Originally published on March 23, 2015 and updated July 9, 2015.
“Legionellosis: Risk Management for Building Water Systems” officially became ANSI/ASHRAE Standard 188-2015 on June 26, 2015. The Legionella risk reduction strategy set forth in the standard is to implement a “Water Management Program” (Program) for…
• Cooling towers or evaporative condensers
• Whirlpool spas
• Ornamental fountains
• Misters, atomizers, air washers, humidifiers, or
• Other devices that release water droplets,
and for potable plumbing systems if a building has…
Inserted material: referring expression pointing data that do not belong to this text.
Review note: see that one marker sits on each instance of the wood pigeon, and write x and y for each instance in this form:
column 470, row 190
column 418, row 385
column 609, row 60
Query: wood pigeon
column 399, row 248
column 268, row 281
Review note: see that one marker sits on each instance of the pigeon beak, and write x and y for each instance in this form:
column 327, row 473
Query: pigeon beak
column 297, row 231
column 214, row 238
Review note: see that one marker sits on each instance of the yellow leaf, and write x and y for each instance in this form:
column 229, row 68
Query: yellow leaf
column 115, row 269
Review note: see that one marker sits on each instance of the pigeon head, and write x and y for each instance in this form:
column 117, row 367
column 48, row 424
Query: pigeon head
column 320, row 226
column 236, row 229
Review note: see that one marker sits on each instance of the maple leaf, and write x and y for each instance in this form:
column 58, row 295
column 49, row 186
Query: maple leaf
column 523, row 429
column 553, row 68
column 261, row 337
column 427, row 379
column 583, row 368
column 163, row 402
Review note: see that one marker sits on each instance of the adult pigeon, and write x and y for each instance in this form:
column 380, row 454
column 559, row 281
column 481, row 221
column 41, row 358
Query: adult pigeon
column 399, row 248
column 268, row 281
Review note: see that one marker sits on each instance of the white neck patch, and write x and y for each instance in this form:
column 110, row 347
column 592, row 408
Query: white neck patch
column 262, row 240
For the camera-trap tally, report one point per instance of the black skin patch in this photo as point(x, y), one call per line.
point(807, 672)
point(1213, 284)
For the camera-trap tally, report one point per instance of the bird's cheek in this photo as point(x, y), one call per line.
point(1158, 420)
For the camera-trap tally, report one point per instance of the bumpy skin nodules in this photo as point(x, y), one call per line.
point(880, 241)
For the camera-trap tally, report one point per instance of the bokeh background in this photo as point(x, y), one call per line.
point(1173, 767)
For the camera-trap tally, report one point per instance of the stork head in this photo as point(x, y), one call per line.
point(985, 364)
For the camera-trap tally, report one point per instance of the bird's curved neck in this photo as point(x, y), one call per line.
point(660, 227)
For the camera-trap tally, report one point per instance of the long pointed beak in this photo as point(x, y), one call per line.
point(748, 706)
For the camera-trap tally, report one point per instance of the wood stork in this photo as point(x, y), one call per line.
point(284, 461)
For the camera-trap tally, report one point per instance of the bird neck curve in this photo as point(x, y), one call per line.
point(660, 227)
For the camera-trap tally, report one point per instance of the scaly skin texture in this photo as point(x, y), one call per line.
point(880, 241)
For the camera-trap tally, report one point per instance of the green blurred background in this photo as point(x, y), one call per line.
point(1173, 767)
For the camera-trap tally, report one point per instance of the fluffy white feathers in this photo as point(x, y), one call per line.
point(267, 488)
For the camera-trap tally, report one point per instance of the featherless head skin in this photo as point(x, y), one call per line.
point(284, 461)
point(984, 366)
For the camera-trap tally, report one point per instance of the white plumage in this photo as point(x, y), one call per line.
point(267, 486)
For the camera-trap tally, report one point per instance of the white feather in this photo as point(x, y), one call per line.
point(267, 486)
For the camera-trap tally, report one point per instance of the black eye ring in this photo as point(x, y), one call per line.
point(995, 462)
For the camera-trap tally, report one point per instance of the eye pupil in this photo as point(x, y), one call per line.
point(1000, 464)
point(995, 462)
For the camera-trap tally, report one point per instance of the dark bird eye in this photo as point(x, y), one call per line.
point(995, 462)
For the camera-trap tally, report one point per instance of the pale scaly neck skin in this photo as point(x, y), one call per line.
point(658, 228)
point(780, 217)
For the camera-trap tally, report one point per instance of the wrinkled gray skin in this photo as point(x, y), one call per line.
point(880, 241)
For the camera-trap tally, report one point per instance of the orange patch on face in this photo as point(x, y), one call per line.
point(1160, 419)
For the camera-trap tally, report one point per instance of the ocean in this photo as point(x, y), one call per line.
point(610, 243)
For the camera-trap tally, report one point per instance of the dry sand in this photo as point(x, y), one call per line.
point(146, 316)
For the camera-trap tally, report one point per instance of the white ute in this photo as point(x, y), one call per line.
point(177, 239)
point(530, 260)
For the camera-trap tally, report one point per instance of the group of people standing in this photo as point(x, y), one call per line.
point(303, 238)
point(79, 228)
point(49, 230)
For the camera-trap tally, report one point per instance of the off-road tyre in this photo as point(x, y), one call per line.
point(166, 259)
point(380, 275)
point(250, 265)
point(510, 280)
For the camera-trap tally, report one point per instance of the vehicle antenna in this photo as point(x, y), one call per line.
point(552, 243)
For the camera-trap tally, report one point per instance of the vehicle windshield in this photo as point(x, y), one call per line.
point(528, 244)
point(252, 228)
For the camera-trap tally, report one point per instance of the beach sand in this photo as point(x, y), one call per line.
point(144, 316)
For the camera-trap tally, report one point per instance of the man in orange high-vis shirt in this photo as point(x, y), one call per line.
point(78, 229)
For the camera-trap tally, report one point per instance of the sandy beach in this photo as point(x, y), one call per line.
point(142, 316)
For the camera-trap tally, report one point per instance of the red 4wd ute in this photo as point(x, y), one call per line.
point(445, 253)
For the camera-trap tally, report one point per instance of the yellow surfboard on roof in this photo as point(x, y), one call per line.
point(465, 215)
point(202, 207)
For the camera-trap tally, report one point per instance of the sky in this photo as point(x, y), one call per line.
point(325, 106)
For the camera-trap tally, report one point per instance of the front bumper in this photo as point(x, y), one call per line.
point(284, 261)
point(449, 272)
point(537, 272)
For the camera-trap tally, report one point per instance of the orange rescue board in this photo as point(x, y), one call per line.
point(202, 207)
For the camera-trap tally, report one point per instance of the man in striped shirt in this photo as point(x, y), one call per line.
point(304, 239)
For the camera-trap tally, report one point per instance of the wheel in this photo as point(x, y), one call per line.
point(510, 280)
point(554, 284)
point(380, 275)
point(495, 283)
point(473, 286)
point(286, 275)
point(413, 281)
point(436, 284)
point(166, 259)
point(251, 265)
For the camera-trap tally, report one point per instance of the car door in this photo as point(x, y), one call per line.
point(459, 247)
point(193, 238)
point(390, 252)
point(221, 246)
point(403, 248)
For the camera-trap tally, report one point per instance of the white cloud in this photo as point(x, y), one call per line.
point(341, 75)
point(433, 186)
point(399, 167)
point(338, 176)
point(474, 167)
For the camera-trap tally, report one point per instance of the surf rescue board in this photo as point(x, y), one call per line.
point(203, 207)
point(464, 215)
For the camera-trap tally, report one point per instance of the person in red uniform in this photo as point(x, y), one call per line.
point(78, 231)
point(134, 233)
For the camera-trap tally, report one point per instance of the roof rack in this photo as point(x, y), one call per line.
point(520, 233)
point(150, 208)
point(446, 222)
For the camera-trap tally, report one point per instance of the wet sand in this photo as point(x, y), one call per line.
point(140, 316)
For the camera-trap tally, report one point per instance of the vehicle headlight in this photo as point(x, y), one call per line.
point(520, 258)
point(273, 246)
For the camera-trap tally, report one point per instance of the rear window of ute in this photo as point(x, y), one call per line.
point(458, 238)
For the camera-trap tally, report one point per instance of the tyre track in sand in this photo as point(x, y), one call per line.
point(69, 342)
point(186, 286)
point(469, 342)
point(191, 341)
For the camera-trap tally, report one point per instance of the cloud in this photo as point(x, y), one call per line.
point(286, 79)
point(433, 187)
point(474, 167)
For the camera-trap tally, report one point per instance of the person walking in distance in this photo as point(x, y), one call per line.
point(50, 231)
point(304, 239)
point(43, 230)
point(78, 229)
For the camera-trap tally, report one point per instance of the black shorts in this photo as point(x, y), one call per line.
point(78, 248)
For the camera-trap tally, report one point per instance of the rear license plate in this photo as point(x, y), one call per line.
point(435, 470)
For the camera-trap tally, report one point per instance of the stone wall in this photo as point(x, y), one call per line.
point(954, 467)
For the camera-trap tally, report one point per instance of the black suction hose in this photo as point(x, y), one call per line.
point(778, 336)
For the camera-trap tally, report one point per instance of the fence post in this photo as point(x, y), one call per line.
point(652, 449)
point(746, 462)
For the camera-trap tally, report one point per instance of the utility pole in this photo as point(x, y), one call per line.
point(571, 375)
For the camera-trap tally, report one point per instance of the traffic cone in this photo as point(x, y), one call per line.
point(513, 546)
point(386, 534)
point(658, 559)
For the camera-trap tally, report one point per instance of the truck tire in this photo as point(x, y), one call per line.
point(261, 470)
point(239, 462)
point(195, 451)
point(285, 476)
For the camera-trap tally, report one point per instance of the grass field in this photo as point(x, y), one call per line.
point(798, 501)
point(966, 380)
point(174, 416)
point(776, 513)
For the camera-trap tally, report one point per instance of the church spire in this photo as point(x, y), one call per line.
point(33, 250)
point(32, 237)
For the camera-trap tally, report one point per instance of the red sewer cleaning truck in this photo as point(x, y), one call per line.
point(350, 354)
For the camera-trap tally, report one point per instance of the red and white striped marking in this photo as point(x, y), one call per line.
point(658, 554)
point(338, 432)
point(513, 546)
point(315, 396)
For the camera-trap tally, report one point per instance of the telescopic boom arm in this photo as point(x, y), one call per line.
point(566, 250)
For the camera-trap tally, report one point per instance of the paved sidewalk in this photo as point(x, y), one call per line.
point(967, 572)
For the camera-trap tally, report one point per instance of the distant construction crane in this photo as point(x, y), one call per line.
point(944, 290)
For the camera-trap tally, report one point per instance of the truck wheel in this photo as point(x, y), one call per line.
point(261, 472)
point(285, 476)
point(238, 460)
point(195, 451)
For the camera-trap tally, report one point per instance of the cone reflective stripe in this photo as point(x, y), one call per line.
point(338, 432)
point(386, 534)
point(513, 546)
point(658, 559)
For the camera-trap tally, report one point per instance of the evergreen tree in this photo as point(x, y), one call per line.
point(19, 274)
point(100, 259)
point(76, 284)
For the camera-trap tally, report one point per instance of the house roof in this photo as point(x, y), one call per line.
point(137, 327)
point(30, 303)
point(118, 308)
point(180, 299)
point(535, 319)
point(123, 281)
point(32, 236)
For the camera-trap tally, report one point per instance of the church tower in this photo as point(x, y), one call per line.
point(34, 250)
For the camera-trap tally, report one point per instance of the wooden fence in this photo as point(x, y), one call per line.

• Multiple housing units with a centralized hot water system
• More than ten stories
• Housing for occupants over the age of 65
• Patients staying longer than 24 hours, or
• An area housing or treating people with certain health factors
The written document for the Water Management Program must include the following:
• A list of the water management program team members. The team should consist of 10 or fewer key individuals who will oversee the program and make decisions about it. Many others will be needed to implement the program.
• A brief description of the building water systems, with flow diagrams. Salient information should be included for all of the building water systems, not just the ones prone to Legionella growth and transmission. Simple line diagrams should show where water is received, processed, and used. For most facilities, at least two diagrams should be included, one for domestic (potable) water systems and another for utility (non-potable) systems. Flow diagrams should be simple. Resist the temptation to add valves, equipment, scaling and other unnecessary details that clutter the diagrams and ultimately hinder their real purpose.
• Analysis of Building Water Systems. Commonly referred to as hazard analysis, this is a brief explanation as to why each water system does or does not present a significant potential for Legionella growth and transmission and, for those that do, whether it is a location at which Legionella control measures can be applied.
• Control measures. This is the most important part of any Legionella water management plan because control measures are what actually reduce the risk of Legionnaires’ disease. If effective control measures are not selected, the Program will fail to sufficiently reduce Legionella risk. If ineffective or unnecessary measures are specified, the facility will waste time and money.
The team must come up with a specific list of control measures for each building water system. ANSI/ASHRAE 188 gives only a framework, stating that procedures must be included, as applicable, for new construction, equipment siting, start-up and shutdown, inspections, maintenance, cleaning, disinfection, monitoring (e.g., temperatures; disinfectant levels), and water treatment. The team must also write out steps for responding to Legionnaires’ disease should a case occur despite the prevention efforts.
Each control measure must be monitored to determine whether it is performed to the standard—called a control limit—designated in the Program. If the control limit is not met, then corrective action must be implemented. The monitoring procedure, monitoring frequency, control limit, and corrective action must be listed for each control measure.
• Verification procedures. These are procedures to ensure the Program is being implemented.
• Validation. The effectiveness of the Program must be validated. Testing water systems for Legionella provides the most direct feedback on Legionella control. Legionella testing is discussed as a validation option in ANSI/ASHRAE Standard 188-2015 but is not required.
• Documentation and communication procedures. ANSI/ASHRAE Standard 188-2015 instructs the team to “establish documentation and communication procedures for all activities of the Program.”
For new construction or renovations, designers and contractors have responsibilities as well. Designers must provide documentation, diagrams, or instructions as needed for monitoring and control, code compliance, operation and maintenance, control system operation, calibration, installation and start-up, commissioning (including procedures for flushing and disinfection), filling and draining, equipment sizes, piping layout, system materials, pipe sizes, design flow rates, design temperatures, and the impact of heat loss or heat gain.
Designers must also note locations of equipment access (or note inadequate access), filling and draining, flushing, sampling, temperature monitoring, treatment, no flow and low flow areas, possible cross connections between potable and non-potable systems, and outside air intakes.
Proper balancing of plumbing systems must be documented in a report to the owner. Responsibility for balancing will begin with engineers, in specifying valves, and then pass to contractors for performing the work.
Disinfection of plumbing systems will need to be carried out no more than three weeks before any part of the building is occupied for its intended purpose.
ANSI/ASHRAE Standard 188-2015 is nothing to fear. For well-maintained buildings, Legionella control measures can be implemented and documented for a reasonable investment of time and money (see “How Much a Facility Really Pays for a Legionella Risk Management Program“). The investment could pay back several fold in protecting health and life as well as the facility’s assets, image, and revenue.